Two weeks ago I ran the Riviera Classic. A 23.8km race that starts in Italy, runs through France, and ends in Monaco. Alex and I did the race (I did the 10k back then) in 2012 and after finding cheap flights, cheap accommodation (on the French/Monaco border!) and needing a nice long race for our London Marathon training, decided to go back again this year.
We stayed at the Résidence Quai des Princes which is conveniently on the border of France (cheap) and Monaco (walkable to the race start). As with all of Monaco the rooms are dated and stuck in the 70s, but they’re clean with great kitchenettes. The grocery store is a 10 minute walk so we loaded up on cheap wines and good cheese and had a few great meals on our terrace.
The race expo was smaller than I remember and you did have to give them your medical certificate even if you uploaded it during registration. Tshirts were mens & womens sizing and there was nothing else memorable about that.
The races tarts in Ventimiglia, Italy and your race bib gets you free train travel to the start from anywhere along the coast. There were engineering works on the day of the race, so there was only 1 train the runners could catch. It was big enough though and a somewhat pleasant 30 minute journey. Once you arrive in Ventimiglia, you can use the toilettes in the train station or there are a few portaloos down by the race start. The bag drop was the least organised I’ve ever seen (including other races in France) as the volunteers were writing numbers on tags (not your race number for some reason) and then writing that tag number on your race number before securing the tag on your bag. The race start was delayed about 15 minutes because of the chaos.
At the start we moved around a bit (a few false starts in the crowd meant we had to actually turn around and walk away from the start at one point) and tried to keep warm on the not-very-Riviera warm morning. At least the pouring rain had stopped and it looked like at least a brighter day ahead.
From the start you run straight uphill for almost 2 miles. It’s a long slog but the views get better as you get higher. There are quite a few tunnels along the route (hence the odd GPS spikes) which were cool to run through but so so so humid without the sea breeze.
We ran through the border (and I got yelled at for having my camera out!) which was really cool and from there it was a beautiful run along the beach in Menton.
The next big, huge, massive hill came near Roquebrune-Cap-Martin and like the first one it went up and up and up. Through a few tunnels, and along a few switchbacks it was one to just keep grinding up. I found it quite nice after such a long stretch of flat and again, the views were amazing.
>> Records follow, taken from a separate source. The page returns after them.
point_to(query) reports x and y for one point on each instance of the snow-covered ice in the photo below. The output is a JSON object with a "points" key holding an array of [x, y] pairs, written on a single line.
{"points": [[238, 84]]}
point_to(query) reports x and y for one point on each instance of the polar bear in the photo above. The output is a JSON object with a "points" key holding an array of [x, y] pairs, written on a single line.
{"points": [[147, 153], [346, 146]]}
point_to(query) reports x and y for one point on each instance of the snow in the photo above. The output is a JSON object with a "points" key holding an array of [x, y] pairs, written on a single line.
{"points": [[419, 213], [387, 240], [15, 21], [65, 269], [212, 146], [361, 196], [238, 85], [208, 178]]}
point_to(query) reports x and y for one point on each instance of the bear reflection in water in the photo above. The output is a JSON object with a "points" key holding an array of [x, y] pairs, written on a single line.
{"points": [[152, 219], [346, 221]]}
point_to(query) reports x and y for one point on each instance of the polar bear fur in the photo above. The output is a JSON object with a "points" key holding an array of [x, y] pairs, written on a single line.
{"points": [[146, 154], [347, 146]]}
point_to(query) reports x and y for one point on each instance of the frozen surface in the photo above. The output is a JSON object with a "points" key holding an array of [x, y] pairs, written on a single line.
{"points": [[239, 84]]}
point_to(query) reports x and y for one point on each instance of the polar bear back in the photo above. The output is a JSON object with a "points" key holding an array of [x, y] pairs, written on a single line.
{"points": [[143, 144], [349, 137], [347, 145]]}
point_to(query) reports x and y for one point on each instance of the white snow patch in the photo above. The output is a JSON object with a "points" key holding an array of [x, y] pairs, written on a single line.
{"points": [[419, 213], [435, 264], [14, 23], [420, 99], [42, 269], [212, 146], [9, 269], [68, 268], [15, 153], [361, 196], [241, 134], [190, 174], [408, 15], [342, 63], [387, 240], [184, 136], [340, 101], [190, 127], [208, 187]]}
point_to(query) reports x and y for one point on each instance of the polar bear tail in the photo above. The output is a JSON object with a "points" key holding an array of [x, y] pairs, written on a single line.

At the top of the hill there was another water stop with cake and fruit. Not one to ever pass a picnic we had a bit to eat (is there anything better than a slice of orange while running?) and then began (what felt like) the longest downhill of my life.
Before the race I had focused on the uphills as the difficult sections, but should have realized how much a long downhill on the roads would take out of me. The views were still amazing, being able to see Monaco around the corner of the coast was cool but it just didn’t feel like we were getting any benefit from the downhill in our speed.
Finally, coming into Monaco we ran through the F1 tunnel under the Fairmont (and Alex took a great race selfie) and then along the marina past all the super yachts towards the finish on Hercules harbour.
As we collected our medals we noticed our times coming up at the finish line, and seems like it’s another win for the Laura Stewart in the ongoing Stewart’s Running Challenge.
Other than the weather it was another great race put on by Monaco Run. When we tell people we are going running in Monaco everyone thinks we are crazy and prefer to burn money rather than spend it wisely. The race itself is €20 and even with our Easyjet return flights to Nice it still cost LESS than the North London half marathon. Plus we got a longer race and more beer.